In the end, doubtless spotting the ever more extravagant slides of the Alfa-borne idiot in his mirrors, he let me past. And when the flag had fallen, he drove up beside me on the straight. I glanced across, terrified that I had in some way offended my hero but was greeted by a raised thumb and an enormous grin under his open faced, Herbert Johnson helmet. It is to date the only time I have wept with joy in a racing car.
Afterwards he came to find me but for reasons I no longer recall, I was elsewhere. So he sat on a pile of tyres, chatting away to my mechanic until I returned. That’s another thing not enough people know about Stirling Moss: he was a man without ego who’d happily talk racing to anyone not too star-struck to reply. Through the height of his fame, when he was Britain’s best known, most loved and highly revered sports man, his telephone number remained in the public directory. Anyone who wanted to could just ring him up.

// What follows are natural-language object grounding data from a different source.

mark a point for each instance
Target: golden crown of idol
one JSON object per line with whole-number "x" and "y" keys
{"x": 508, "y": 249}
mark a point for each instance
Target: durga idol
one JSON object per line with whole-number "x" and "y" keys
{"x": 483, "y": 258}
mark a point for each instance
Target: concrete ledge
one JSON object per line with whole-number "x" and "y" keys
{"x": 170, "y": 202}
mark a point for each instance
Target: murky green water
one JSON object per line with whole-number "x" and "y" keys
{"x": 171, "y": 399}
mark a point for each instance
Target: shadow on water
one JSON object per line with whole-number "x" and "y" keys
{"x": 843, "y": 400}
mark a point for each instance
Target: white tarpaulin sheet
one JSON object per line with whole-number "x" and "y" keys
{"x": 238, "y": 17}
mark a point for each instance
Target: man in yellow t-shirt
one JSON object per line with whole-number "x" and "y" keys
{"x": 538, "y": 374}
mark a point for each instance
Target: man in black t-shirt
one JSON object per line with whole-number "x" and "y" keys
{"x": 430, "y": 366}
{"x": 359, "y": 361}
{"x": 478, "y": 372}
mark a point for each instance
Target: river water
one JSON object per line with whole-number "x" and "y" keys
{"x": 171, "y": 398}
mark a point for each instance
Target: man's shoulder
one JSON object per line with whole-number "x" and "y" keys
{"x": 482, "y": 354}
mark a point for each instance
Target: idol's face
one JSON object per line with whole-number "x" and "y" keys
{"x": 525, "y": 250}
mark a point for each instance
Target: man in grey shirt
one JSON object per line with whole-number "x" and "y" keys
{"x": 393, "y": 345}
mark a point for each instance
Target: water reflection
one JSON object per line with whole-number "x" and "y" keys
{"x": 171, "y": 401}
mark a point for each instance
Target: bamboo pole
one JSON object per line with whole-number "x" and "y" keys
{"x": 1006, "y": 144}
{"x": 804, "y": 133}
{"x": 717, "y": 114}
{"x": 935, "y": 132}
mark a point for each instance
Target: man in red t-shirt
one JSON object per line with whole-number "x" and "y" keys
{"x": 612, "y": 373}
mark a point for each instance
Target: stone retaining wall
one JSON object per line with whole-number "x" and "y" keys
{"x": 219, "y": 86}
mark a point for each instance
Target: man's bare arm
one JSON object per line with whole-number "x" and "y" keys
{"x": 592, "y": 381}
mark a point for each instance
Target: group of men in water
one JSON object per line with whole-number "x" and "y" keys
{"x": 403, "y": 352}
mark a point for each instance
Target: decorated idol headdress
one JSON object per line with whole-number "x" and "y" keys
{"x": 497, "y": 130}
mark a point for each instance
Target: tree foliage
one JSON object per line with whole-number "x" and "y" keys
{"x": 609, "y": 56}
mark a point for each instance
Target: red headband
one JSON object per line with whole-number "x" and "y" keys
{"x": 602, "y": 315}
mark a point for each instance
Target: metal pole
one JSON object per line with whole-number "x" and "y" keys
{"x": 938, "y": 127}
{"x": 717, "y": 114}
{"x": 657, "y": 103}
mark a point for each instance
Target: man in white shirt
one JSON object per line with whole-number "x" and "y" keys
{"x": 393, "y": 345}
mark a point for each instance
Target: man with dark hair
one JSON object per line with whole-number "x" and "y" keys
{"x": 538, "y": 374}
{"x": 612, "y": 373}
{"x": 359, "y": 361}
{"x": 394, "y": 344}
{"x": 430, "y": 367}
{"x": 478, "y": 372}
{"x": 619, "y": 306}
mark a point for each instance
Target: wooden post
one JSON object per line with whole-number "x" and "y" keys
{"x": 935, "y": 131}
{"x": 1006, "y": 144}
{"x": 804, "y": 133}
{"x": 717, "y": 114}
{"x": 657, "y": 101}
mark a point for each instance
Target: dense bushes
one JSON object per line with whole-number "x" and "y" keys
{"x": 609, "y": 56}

But my fondest memory of Stirling and Susie, the gloriously kind, warm and funny woman to whom he was married for the last 40 years of his life, came at another time and place. It was 2014 and I was in Monaco to race in the Historic Grand Prix. Sir Stirling and Lady Moss were the guests of a large bank, but they had insisted on one night off from the endless round of interviews and public appearances over the long weekend. So my brother and I dined with them in the Café de Paris in Casino Square, right next to the track on which in 1961, driving an outclassed private Lotus 18, he’d humbled the might of Scuderia Ferrari to win his third Monaco Grand Prix.
Yet I remember neither the wonderful food we ate nor the glorious wines we drank (all paid for by Stirling), nor even the sumptuous settings in which we found ourselves. I just remember laughing. Stirling could seem quite gruff, even rude at times when door-stepped in public because he was also a rather shy man. But in private when he was relaxed in his surroundings and with the company he kept, he was effortlessly entertaining and at times utterly hilarious.
In short, Stirling Craufurd Moss was everything I wanted a racing driver to be: professionally the fastest yet the most gentlemanly of all, personally the man of whose company I could never tire. The fact I was able to call him my friend is something of which I will remain proud for the rest of my days.